Deeply influenced by Cassady's spontaneous prose in the letter, Kerouac tried to emulate his style when he re-visited On the Road. The author would later claim that if the letter hadn't been lost, Cassady would have secured a place as a major literary voice.

"It was the greatest piece of writing I ever saw, better'n anybody in America, or at least enough to make Melville, Twain, Dreiser, Wolfe, I dunno who, spin in their graves," Kerouac said to an interviewer with The Paris Review in 1968.

How the letter was lost - and found again - brings in another famous Beat: Allen Ginsberg. Kerouac lent the letter to the poet, who in turn lent it to a friend who lived on a houseboat in northern California.

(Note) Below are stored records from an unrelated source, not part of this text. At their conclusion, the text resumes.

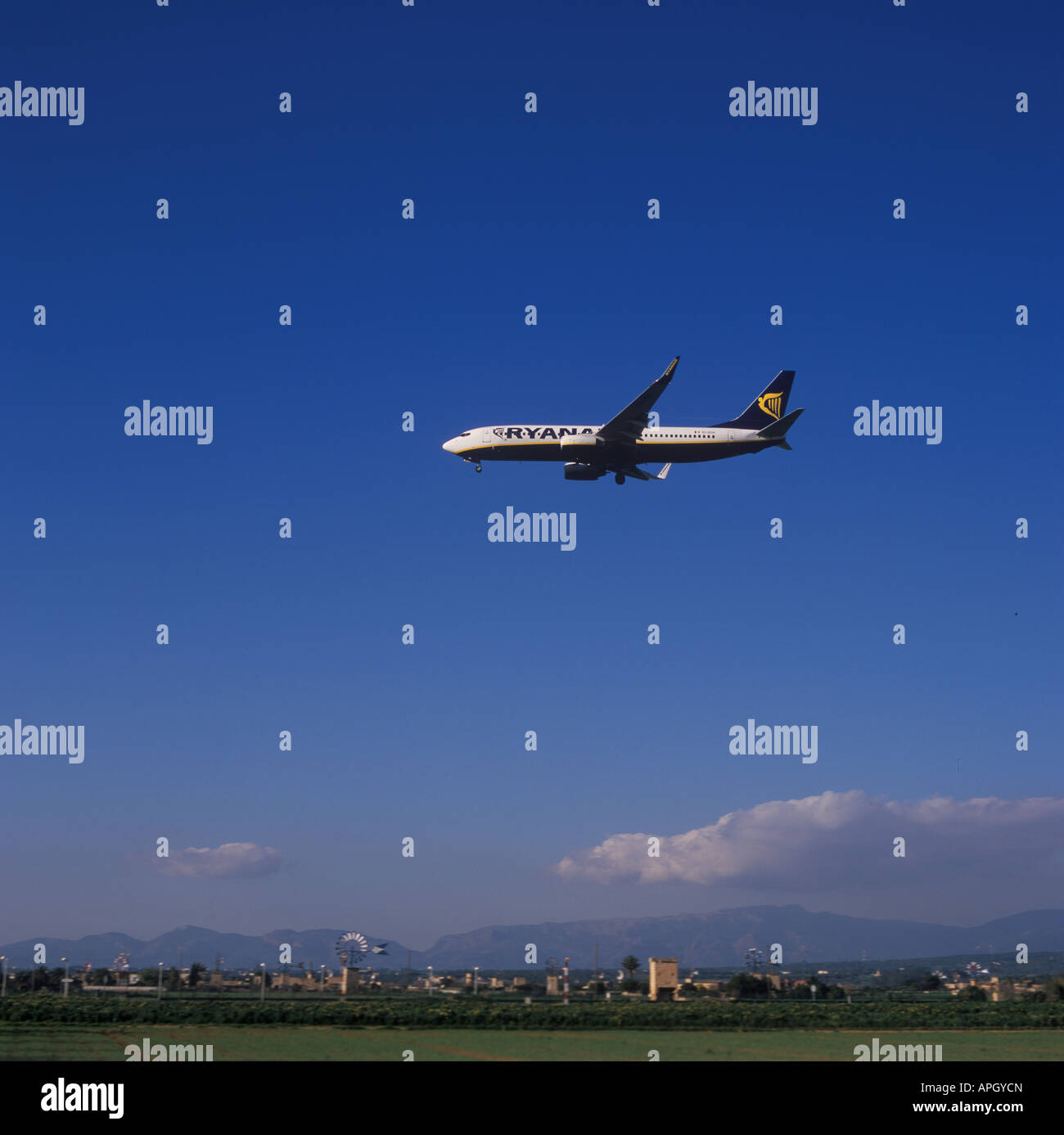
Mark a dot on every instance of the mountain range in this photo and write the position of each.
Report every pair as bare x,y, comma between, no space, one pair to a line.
715,939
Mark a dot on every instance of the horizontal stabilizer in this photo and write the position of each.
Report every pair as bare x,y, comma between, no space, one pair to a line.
778,429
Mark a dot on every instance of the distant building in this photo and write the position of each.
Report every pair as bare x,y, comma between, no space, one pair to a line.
665,979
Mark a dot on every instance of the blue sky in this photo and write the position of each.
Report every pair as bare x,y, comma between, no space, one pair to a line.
427,316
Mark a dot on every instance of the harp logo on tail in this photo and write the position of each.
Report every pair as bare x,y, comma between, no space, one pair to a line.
770,404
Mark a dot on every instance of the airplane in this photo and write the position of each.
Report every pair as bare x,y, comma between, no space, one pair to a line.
626,442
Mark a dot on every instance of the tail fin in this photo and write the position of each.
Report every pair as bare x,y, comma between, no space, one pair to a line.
769,407
777,431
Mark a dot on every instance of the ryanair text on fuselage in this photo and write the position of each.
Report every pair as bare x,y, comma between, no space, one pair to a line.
627,440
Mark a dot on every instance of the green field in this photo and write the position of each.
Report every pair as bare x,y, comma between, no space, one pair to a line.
281,1042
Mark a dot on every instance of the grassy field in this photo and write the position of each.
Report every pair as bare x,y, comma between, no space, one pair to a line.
281,1042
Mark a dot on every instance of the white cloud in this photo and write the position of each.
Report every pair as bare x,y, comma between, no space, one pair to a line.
228,861
838,839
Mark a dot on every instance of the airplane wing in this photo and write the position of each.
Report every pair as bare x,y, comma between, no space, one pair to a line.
638,474
630,422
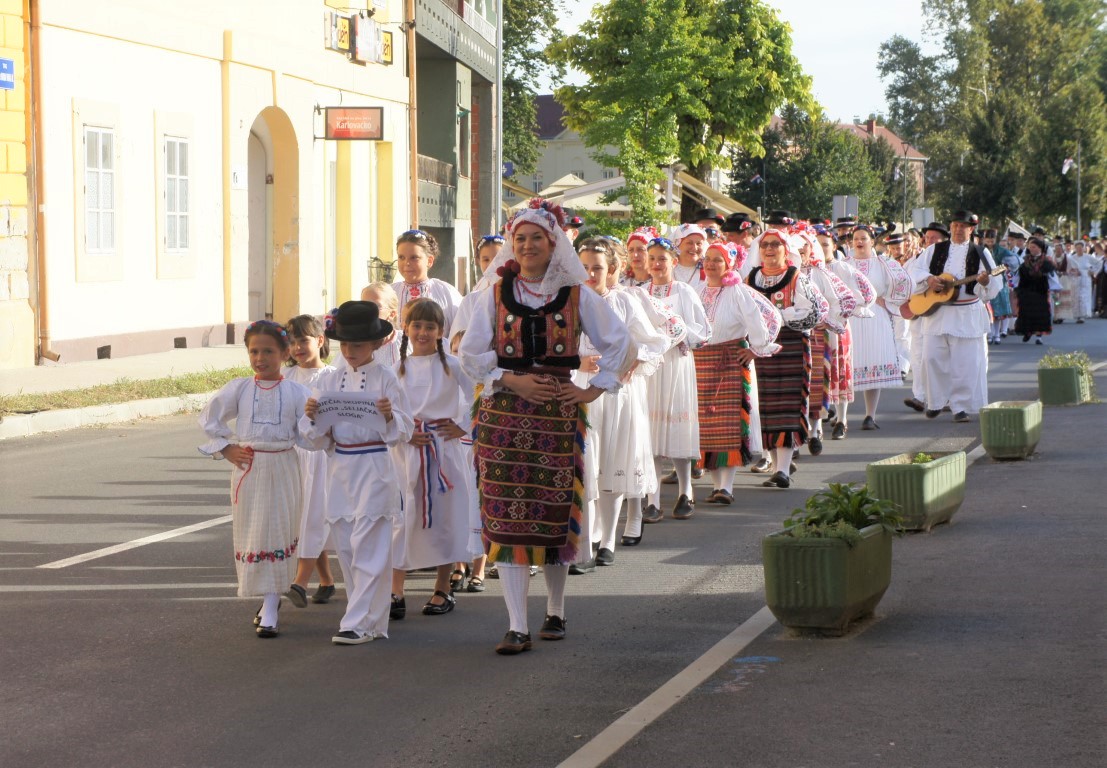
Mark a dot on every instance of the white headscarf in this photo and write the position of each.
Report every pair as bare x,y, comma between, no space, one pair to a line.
565,267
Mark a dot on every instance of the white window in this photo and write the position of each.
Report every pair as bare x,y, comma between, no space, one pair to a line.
176,194
99,190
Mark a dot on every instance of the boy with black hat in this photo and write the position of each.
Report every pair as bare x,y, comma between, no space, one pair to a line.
954,334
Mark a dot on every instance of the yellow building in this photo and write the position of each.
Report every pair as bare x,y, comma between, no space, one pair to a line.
182,172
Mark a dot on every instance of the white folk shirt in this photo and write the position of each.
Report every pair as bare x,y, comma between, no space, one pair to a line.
963,320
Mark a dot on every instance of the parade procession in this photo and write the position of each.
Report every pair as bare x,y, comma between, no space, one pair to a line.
637,382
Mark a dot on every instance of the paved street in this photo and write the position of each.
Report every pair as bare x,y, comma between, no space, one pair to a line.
986,651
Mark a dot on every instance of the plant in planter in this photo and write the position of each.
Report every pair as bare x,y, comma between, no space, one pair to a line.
833,561
1011,429
927,491
1065,379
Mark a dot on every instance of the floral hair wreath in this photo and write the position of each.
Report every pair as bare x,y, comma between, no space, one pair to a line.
257,324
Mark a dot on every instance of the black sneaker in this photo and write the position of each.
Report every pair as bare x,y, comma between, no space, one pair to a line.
552,629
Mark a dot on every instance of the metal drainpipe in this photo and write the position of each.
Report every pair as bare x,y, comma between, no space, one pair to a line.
38,190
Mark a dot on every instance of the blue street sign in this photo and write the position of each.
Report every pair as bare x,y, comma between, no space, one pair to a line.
7,74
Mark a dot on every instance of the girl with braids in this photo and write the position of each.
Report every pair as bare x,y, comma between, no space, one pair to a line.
435,466
265,476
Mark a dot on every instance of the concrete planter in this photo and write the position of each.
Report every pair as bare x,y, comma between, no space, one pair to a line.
1011,429
825,583
1064,386
927,494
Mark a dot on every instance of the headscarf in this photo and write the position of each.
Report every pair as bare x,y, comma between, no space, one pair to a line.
565,267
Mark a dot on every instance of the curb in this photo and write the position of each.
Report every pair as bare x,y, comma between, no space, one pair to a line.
26,425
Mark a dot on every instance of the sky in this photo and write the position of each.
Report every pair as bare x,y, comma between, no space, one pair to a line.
844,66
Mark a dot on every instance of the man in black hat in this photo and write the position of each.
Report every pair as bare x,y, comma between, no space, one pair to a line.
954,348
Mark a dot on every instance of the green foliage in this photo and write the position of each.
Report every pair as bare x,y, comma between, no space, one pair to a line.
840,511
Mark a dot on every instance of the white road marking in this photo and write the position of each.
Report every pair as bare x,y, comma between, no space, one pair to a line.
137,542
612,738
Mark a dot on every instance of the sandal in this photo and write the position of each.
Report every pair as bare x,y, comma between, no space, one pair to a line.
456,580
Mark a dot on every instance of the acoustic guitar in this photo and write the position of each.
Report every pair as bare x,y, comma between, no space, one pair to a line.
927,302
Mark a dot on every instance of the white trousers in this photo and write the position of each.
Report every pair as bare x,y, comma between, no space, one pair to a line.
364,550
957,373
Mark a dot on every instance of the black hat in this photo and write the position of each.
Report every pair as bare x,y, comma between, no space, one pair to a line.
736,222
357,321
707,214
964,217
937,227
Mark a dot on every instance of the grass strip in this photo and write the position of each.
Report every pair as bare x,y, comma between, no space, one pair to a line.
122,391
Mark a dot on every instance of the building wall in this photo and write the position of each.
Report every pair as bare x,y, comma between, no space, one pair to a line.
17,320
214,73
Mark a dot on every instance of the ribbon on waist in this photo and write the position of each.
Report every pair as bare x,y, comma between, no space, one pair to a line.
430,470
258,450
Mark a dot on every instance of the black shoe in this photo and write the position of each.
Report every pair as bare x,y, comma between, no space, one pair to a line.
777,480
399,609
323,594
763,467
513,643
552,629
297,595
684,508
438,609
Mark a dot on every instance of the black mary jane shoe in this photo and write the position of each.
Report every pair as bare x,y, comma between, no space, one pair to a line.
431,609
777,480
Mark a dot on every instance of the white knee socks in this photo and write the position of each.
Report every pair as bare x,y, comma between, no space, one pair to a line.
516,583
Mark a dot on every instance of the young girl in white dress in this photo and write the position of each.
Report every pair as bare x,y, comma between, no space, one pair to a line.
436,468
309,348
619,434
671,392
265,477
362,487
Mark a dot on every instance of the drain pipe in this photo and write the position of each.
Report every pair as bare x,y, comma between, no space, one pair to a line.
38,189
412,113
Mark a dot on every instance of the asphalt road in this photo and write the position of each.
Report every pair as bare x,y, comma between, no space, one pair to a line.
986,651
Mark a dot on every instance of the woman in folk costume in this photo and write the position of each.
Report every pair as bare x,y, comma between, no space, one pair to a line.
265,478
876,363
637,271
840,386
619,423
744,325
674,419
784,380
842,303
362,487
521,345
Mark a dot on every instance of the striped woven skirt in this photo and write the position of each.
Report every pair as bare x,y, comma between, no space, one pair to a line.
724,387
784,385
529,462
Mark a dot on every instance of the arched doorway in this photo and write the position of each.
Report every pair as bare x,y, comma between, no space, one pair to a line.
273,183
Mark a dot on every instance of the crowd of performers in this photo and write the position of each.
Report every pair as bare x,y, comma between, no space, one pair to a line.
509,428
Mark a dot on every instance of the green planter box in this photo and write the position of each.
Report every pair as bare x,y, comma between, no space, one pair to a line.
825,583
1011,429
927,494
1064,386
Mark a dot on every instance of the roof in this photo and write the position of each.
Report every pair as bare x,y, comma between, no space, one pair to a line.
550,117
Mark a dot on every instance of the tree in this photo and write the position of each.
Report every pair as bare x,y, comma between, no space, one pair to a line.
528,27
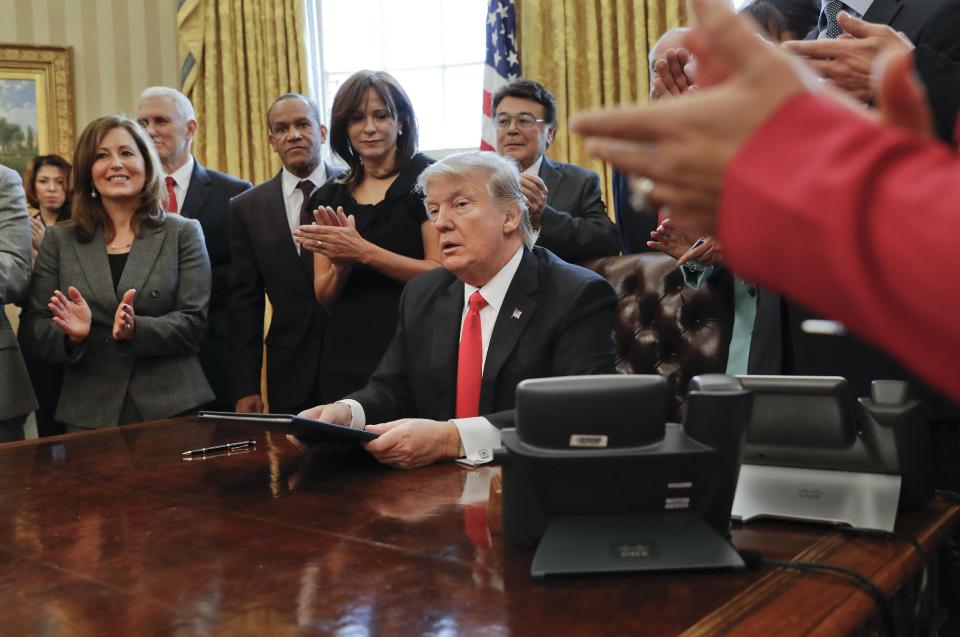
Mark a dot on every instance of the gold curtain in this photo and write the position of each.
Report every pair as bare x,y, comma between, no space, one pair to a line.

Ginsberg's friend reported the letter as lost, assuming it blew off the boat and into the water.

"It was my property, a letter to me, so Allen shouldn't have been so careless with it, nor the guy on the houseboat," Kerouac continued in the same Paris Review interview.

The letter, however, was not lost on the houseboat. Ginsberg's friend eventually found the letter again and gave it back to the poet. Ginsberg then sent the letter to the Golden Goose Press in San Francisco for their consideration for publication. There, it lingered - unopened - for years until the press closed down. The Golden Goose intended to trash its unopened submissions but a thoughtful owner of a small record label that shared their office asked to take them home instead. Once again, the submissions lingered in limbo for years until the daughter of the record label owner found the letter after he died. She, in turn, is submitting the letter for auction.

The Joan Anderson Letter - so-named for a girlfriend of Neil Cassady's mentioned in the letter - will be offered by Profiles in History on December 17.